LLC vs. S Corp: What Are the Differences?
An LLC and S Corporation share many features in common, but they are quite different. Make sure you know the difference if you plan to incorporate or form an LLC.
Before You Choose
Before you make a decision for your business, you must determine which of the features offered are more important to your business. Every company has its own needs, so you will want to discuss your alternatives with a knowledgeable attorney, in order to determine the best choice for you.
What Are LLCs?
Before you form an LLC, or limited liability company, you should understand them. LLCs are businesses structured in a similar way to partnerships. The IRS states that LLCs have the limited liability of a corporation, while retaining the flexibility and tax efficiency of partnerships.
Profits and losses pass to the LLC owners through the business. The owners or members report these profits or losses on their tax returns, but the LLC does not. Some states charge LLCs income taxes, however.
Pros and Cons of LLCs
One feature to consider when making a decision about LLC vs. S-Corp is the ease in operations of LLCs. There are fewer registration forms required and fewer costs associated with start-ups. Filing taxes occurs once a year with the members. LLCs do not have to have meetings or keep minutes. Profit sharing is easier within an LLC than an S-Corp.
LLCs are not the right choice for all companies. Whenever a member of an LLC goes through bankruptcy or dies, this dissolves the LLC. Many companies pre-determine the length of the LLC duration when they file the LLC paperwork in their state. If the company will eventually go public or issue shares, it will need to be converted to a corporate structure.
What Are S-Corps?
S-Corps are corporations that have received an IRS designation as Subchapter S businesses. They are unique by IRS rules, and separate from their owners. This means that there is a limit on financial liability for each owner.
Pros and Cons of S-Corps
S-Corps have their profits and losses pass through to the personal tax returns of the shareholders. The business itself is not taxed. S-Corps have tax savings for the business and shareholder, since only the wages of employees are subject to IRS employment taxes.

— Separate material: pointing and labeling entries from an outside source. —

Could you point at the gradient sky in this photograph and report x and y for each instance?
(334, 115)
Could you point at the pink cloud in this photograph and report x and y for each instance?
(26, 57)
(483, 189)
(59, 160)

Some of the benefits received by employees or shareholders are allowed to be written off as expenses for the business. The business has a life that is separate from its shareholders. When shareholders leave the company, sell their shares or die, the S-Corp can be relatively undisturbed in continuing business as usual. There are clearer lines between shareholders than in LLCs, which offers the shareholders more protection.